Medical News Today had reported that previously stated by the research done by Sarah Gilbert, a professor of vaccinology at Oxford University’s Jenner Institute in the United Kingdom, led on a potential vaccine.
The recombinant vaccine that was developed by the team used a chimpanzee adenovirus (called ChAdOx1) that is deemed harmless to humans and is then inserted into the spike protein gene of SARS-CoV-2.
As this approach to developing vaccines has been “extensively tested in other situations,” and the research group has been able to successful track in this area (that includes the development of a promising vaccine against MERS, a “cousin” of SARS), experts were pretty confident a few months ago that Prof. Gilbert’s team would devise an effective SARS-CoV-2 vaccine.However, there were concerns about dosage.
At the time, Prof.
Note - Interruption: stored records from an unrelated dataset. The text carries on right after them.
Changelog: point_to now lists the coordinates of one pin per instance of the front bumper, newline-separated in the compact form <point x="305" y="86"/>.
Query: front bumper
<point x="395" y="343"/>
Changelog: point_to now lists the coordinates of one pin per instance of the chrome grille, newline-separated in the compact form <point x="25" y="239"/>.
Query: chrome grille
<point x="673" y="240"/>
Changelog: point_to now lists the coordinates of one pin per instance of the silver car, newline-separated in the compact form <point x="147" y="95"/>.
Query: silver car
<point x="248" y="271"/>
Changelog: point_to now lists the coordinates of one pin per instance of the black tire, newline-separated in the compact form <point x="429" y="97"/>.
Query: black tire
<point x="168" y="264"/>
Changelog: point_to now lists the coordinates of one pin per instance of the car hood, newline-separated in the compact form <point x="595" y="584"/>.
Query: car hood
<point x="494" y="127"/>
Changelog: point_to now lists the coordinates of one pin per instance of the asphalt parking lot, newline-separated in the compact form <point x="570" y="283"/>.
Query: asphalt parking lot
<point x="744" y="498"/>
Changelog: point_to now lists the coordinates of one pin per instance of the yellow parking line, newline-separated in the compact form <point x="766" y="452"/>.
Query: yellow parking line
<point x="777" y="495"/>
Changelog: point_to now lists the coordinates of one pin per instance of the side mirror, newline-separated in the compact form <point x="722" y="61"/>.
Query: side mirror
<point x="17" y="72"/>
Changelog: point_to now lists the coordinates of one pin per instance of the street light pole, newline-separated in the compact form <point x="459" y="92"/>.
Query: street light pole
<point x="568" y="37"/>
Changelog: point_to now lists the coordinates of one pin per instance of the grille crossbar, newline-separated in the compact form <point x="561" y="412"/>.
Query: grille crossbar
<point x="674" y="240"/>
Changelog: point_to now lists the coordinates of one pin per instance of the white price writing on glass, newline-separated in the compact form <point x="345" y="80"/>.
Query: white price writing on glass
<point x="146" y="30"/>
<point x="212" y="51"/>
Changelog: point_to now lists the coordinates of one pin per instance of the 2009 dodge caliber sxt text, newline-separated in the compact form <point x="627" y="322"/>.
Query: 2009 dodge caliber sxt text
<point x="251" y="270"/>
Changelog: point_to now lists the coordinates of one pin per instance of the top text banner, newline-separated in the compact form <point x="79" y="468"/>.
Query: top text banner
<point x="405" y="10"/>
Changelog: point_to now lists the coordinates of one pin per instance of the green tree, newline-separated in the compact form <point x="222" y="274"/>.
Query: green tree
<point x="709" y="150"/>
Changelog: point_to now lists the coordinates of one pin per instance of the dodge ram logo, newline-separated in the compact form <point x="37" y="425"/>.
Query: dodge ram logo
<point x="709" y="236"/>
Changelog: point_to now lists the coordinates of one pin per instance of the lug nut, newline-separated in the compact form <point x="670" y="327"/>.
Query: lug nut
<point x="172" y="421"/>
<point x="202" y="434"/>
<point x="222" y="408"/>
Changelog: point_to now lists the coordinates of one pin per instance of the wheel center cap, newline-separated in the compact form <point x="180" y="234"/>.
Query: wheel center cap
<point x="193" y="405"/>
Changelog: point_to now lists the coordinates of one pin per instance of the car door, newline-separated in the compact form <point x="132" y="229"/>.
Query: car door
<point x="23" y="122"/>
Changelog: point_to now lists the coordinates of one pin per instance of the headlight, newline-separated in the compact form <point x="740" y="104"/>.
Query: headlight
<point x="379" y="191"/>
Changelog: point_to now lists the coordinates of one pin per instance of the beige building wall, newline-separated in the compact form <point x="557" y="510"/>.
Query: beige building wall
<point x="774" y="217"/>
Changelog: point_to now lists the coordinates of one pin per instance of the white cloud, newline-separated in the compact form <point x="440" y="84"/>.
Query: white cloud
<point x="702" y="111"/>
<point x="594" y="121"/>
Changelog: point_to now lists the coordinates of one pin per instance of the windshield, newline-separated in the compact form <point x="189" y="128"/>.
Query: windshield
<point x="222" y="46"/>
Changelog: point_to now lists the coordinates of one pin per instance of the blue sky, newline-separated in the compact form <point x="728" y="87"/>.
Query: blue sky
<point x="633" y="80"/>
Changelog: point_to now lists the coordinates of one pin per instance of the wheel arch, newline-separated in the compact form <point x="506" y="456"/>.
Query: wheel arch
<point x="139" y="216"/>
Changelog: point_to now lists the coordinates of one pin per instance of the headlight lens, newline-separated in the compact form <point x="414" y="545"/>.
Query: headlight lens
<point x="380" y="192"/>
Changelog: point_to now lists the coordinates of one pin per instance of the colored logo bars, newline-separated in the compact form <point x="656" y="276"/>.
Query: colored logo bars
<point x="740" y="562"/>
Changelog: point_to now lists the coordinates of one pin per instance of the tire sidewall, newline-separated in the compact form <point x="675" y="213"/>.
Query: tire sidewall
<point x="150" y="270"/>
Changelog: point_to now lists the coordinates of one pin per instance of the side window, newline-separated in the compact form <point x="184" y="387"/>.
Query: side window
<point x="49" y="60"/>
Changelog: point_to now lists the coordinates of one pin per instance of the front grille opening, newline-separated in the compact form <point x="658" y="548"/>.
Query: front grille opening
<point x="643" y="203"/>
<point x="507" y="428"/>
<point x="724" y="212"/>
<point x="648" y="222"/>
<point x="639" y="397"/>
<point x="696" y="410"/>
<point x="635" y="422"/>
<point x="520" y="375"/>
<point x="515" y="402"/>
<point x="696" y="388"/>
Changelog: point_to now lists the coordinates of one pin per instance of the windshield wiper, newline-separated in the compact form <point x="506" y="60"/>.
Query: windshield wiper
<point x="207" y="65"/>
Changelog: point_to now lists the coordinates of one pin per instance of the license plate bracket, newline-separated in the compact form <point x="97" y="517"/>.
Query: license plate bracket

Ian Jones from the University of Reading said, “More challenging […] will be working out if the amount given is sufficient to give full protection, and if it needs one dose or two.”Now, in collaboration with The Pirbright Institute in the U.K., the Jenner Institute have tested the vaccine, called the ChAdOx1 nCoV-19 vaccine, in pigs and found that two doses create a greater antibody response than one dose. (Source: Medical News Today).
According to The Pirbright Institute, phase I of the human clinical trials have already begun and the researchers have been testing a single dose of ChAdOx1 nCoV-19 because research in macaque monkeys showed that a single immunization with the vaccine protected against lung disease.